She was the image of horror itself.
I despised the feeling that begun to well in my stomach. What was this feeling? When faced with the vision of a stranger hanging I found myself not reeling in disgust, but instead trembling with desire.
My legs were weak. I was disoriented, the entire room melted away, save for the image of her. Where were the tears I should be shedding for this lost girl? Though her eyes were glazed over and her skin was pale from the beginnings of her decomposition, I could tell she was once beautiful. A beautiful girl, depression a thick rope around her neck, pulled taught until suicide became her only option.
My body was hot. An inferno of feelings envelops me- every feeling but the sadness I ought to be feeling. Had my soul become so empty that I envied this dead girl?

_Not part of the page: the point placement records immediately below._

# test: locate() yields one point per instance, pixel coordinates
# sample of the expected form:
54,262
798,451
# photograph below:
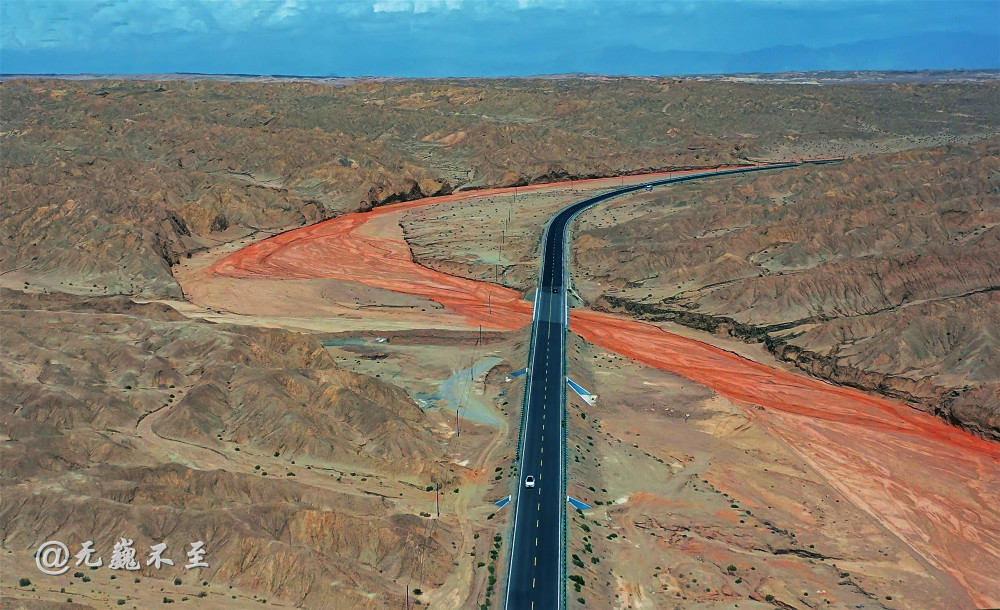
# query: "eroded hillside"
125,419
106,184
879,272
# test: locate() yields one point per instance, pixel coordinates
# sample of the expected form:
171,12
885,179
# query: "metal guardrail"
582,206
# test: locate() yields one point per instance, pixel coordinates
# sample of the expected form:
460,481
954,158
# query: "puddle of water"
459,391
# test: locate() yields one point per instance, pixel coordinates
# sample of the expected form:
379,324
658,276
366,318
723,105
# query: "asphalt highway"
536,579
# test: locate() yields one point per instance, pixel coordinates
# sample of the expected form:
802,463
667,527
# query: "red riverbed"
932,485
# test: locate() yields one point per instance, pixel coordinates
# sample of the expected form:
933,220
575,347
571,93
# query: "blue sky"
493,37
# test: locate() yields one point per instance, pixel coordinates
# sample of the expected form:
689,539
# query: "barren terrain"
879,272
180,361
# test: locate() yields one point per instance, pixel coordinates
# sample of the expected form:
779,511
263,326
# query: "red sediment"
934,486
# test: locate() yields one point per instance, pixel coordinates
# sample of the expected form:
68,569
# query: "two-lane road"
537,557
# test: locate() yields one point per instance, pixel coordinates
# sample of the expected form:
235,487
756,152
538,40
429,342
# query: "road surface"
536,578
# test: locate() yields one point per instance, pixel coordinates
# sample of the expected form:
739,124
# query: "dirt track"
932,485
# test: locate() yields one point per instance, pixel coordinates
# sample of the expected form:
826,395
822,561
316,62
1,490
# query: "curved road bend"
537,558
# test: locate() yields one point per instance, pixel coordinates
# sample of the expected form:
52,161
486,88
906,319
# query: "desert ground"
215,328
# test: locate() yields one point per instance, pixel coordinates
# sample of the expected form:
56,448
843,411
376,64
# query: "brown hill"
135,421
108,183
879,272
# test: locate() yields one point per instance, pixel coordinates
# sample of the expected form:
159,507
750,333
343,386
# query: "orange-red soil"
934,486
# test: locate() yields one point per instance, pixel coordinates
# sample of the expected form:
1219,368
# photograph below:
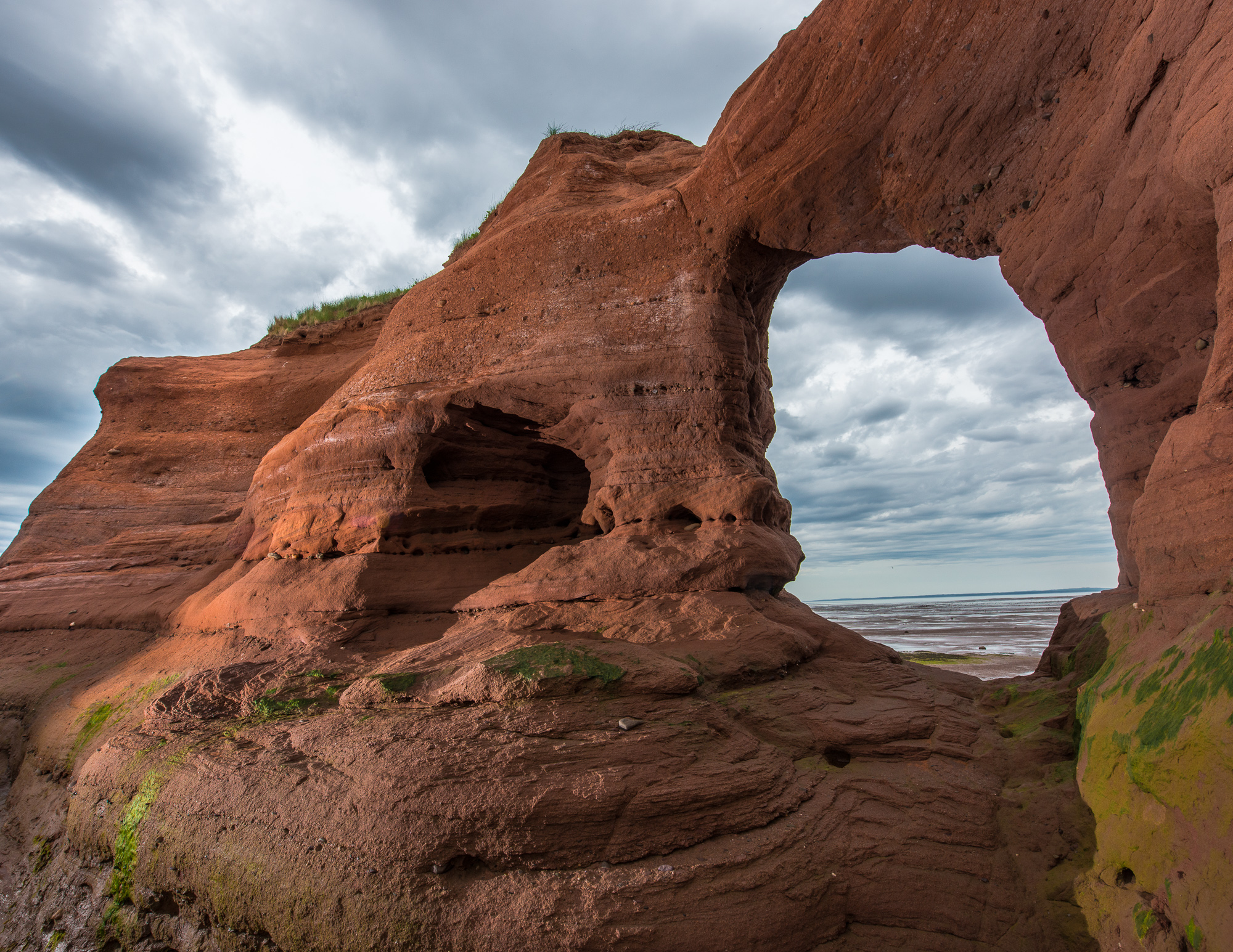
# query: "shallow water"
1018,628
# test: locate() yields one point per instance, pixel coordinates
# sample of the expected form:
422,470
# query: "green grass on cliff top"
330,311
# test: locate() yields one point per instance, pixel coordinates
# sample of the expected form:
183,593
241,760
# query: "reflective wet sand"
1013,630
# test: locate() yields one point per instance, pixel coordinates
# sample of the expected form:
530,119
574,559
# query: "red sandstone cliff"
361,687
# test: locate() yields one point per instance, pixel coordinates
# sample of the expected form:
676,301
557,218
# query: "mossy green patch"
539,662
941,657
1209,672
1144,920
43,853
1089,655
96,718
399,683
1028,710
125,851
336,310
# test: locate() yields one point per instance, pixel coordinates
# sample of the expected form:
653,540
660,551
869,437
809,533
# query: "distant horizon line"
955,595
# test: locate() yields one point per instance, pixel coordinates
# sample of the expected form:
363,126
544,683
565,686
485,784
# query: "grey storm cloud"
914,394
173,177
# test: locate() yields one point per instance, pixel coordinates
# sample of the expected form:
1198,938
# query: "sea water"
1009,630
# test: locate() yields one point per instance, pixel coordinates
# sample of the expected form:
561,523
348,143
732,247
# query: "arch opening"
928,436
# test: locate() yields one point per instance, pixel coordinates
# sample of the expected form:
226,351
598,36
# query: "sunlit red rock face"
380,707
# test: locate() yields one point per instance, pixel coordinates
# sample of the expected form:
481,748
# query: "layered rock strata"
362,686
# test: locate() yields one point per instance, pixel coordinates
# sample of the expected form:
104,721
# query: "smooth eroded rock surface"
356,614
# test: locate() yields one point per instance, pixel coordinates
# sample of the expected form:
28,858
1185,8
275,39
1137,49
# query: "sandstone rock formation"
357,616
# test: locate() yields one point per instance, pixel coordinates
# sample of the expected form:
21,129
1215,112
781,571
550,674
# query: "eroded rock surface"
353,677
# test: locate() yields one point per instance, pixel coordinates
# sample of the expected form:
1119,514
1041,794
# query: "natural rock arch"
618,303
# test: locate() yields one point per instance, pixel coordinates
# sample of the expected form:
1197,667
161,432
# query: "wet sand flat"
987,637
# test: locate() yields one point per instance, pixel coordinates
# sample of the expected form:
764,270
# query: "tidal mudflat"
991,637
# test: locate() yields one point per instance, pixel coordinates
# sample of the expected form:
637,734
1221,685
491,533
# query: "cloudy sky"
172,176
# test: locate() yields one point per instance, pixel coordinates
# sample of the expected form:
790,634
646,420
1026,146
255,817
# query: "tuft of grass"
329,311
267,707
538,662
557,130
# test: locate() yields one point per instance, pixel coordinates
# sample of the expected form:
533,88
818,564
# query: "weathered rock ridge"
354,613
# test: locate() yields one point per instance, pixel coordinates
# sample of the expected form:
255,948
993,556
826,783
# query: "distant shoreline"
952,595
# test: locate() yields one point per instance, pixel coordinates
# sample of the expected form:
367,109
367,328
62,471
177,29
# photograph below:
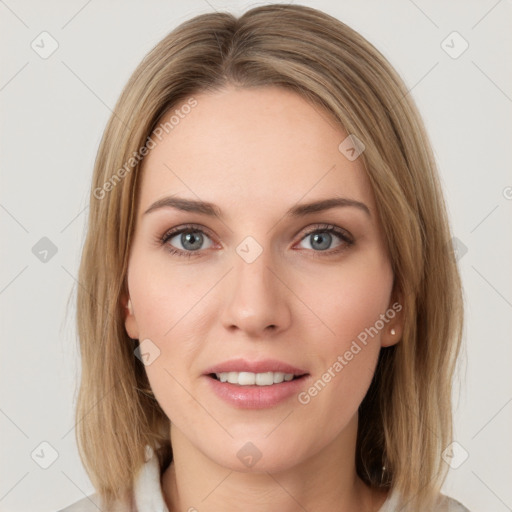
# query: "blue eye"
190,240
321,238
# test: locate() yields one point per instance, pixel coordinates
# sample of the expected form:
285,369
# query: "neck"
324,482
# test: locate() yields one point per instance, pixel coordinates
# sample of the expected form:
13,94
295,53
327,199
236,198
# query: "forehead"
260,147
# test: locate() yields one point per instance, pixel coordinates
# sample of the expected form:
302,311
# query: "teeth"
251,379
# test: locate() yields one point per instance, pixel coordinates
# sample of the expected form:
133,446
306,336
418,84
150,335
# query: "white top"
149,497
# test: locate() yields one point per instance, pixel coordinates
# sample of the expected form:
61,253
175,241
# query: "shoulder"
444,504
93,503
447,504
89,503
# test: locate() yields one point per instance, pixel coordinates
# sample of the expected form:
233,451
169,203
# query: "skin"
255,153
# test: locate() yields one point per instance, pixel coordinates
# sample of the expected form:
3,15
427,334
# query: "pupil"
194,239
325,238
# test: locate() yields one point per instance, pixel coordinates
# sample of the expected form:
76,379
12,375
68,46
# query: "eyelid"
346,238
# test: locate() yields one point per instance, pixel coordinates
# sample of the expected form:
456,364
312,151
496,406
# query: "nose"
256,298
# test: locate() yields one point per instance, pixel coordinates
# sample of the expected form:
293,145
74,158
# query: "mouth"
255,379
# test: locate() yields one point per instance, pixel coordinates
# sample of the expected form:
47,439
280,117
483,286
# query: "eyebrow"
211,210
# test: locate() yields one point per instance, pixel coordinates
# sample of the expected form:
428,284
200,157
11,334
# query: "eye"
186,240
322,238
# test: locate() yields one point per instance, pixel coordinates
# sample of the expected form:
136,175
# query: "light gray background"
53,114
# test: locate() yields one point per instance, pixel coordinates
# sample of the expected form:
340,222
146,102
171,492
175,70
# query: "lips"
262,366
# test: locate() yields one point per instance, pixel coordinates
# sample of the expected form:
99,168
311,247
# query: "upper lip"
262,366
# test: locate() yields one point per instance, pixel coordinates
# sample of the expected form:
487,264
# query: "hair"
405,419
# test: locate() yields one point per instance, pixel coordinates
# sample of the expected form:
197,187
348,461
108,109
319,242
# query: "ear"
393,330
130,322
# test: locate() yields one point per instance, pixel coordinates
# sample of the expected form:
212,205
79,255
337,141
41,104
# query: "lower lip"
256,397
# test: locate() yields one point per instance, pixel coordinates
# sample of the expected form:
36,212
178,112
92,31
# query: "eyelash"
346,239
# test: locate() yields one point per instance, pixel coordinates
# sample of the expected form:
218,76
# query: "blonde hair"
405,419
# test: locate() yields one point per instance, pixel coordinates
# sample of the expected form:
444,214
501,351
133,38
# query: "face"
254,282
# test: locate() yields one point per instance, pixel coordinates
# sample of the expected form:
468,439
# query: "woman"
270,310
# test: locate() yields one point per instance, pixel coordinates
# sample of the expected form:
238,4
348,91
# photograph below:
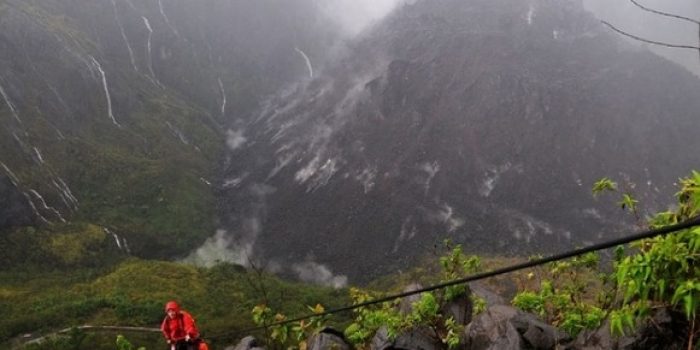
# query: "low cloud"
220,249
235,139
316,273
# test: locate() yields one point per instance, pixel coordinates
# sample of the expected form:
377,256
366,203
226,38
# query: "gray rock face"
418,339
663,330
461,119
328,339
504,327
14,207
247,343
459,309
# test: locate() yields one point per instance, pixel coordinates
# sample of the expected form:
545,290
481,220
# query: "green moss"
75,247
133,294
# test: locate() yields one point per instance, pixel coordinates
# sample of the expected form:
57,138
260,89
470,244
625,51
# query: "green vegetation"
133,294
658,272
429,311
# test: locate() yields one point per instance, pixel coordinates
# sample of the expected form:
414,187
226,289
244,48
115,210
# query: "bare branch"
650,41
664,13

My own depression must run deep to envy the tragedy before me.
The tips of my fingers feel like fire. It is an extreme desire of mine to reach for that holy knife tucked into my bag and make a massacre of my arm. My eyes flicker back and forth from the image to my bag, my fingers clenched tight around the zipper. Maybe I would do it tonight. I could go home, throw on an elegant nightgown and write my own ending with a blade.
Who the Hell put up this poster of this dead girl? Was it an act of mourning, an irrational action spawned from grief? My heart was heavy, beating at my rib cage, begging to be brought out of my skin. It would be the gore-filled climax to my otherwise reclusive life. The frightening image facing me made me think all these terrible things I had been trying to repress. For my whole life, I have fought images of my own death.
My wrist was a canvas of scars, failed attempts to ignore the sweet vision of this death. This hanging girl was both a slap on the wrist and a breath of fresh air, a validation to my suicidal ideation. Her death was a heaven-sent sign to me that I was destined to join her soon.